Comment 3 kolAflash 2014-01-22 23:49:56 UTC
I understand the bug in that way, that I got a private key which I'm not fully trusting. Maybe because someone else stole a copy of that private key. Or it's a private key I share with some people because we all get forwarded mails from an alias address. Nevertheless KMail shouldn't deny to use the key but give a clear warning.

Did some testing. (By the way: patch for bug #328311 doesn't fixes this bug)

KDE 4.11.4 (openSUSE 13.1)


====
When changing a OpenPGP key for a KMail identity
Settings => Configure KMail => Identities => Modify => Cryptography => Change
I can manually select a key for which I set the trust-level to anything less then "Ultimately" (using Kgpg) for signing but I CAN'T select it for encryption.

Same problem when changing the "Your keys" in the last step before sending an encrypted E-Mail (dialog "Encryption Key Approval").
====


====
If I set a full-trusted key as default for a KMail identity (Settings => Configure KMail) and afterwards lower the trust-level KMail gives me this message when trying to send a mail with that identity:

"You have requested to encrypt this message, and to encrypt a copy to yourself, but no valid trusted encryption keys have been configured for this identity."
Only choices:
"Send unencrypted" "Cancel"
====


====
Can't manually select a key in the "Encryption Key Selection" dialog which run over it's date of validity. (created a key for testing by running a vm in Qemu and set the time a few years back)

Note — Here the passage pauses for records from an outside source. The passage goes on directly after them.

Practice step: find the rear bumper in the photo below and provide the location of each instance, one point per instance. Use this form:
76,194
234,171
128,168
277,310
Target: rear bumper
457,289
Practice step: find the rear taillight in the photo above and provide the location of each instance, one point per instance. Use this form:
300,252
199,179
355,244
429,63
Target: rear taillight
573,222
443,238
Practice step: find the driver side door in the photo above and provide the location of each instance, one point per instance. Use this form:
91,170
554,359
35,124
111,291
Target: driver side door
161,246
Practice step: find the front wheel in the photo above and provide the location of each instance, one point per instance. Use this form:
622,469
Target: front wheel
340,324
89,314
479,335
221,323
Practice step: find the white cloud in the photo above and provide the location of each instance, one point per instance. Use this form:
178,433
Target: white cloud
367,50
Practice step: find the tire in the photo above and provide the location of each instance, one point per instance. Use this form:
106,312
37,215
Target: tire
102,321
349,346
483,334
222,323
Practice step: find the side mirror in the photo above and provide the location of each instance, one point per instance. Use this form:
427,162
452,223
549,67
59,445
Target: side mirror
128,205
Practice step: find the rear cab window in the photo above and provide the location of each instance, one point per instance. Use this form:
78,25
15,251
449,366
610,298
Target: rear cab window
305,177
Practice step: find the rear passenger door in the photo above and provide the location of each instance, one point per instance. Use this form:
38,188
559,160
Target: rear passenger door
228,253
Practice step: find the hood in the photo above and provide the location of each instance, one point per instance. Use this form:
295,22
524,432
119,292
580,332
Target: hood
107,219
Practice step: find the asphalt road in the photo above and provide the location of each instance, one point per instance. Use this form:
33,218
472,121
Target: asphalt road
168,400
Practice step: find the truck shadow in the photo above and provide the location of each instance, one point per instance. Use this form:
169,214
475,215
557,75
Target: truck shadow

This is important! If someone forgot to create a new key or to send me a new key I should be able so send him an encrypted email asking for that!
====
Comment 4 Hauke Laging 2014-01-23 00:43:01 UTC
(In reply to comment #3)
> I understand the bug in that way, that I got a private key which I'm not
> fully trusting.

Private keys are neither valid nor trusted. Certificates (public keys) are (in)valid and (un)trusted.


> Nevertheless KMail shouldn't deny to use the key but give a clear warning.

Indeed.

> I can manually select a key for which I set the trust-level to anything less
> then "Ultimately" (using Kgpg) for signing but I CAN'T select it for
> encryption.

GnuPG doesn't care about the trust level but about the validity level. The trust level doesn't change the validity level (exception: ultimate). You should never use ultimate trust in order to make a key valid.

> If I set a full-trusted key as default for a KMail identity

You mean ultimately trusted?

> This is important! If someone forgot to create a new key or to send me a new
> key I should be able so send him an encrypted email asking for that!

And it must be possible to encrypt to an invalid key because otherwise the user is forced to pretend a key validation (unless he knows certain tricks).
Comment 5 Denis Kurz 2016-09-24 18:16:08 UTC
This bug has only been reported for versions before 4.14, which have been unsupported for at least two years now. Can anyone tell if this bug still present?

If noone confirms this bug for a Framework-based version of kmail2 (version 5.0 or later, as part of KDE Applications 15.12 or later), it gets closed in about three months.
Comment 6 kolAflash 2016-09-25 21:23:21 UTC
For PGP/MIME I can't reproduce this anymore. (can anyone?)

But for PGP/Inline this still seems to be valid, as explained here:

https://bugs.kde.org/show_bug.cgi?id=332167
Comment 7 Denis Kurz 2017-01-07 23:42:32 UTC
Just as announced in my last comment, I close this bug. If you encounter it again in a recent version (at least 5.0 aka 15.08), please open a new one unless it already exists. Thank you for all your input.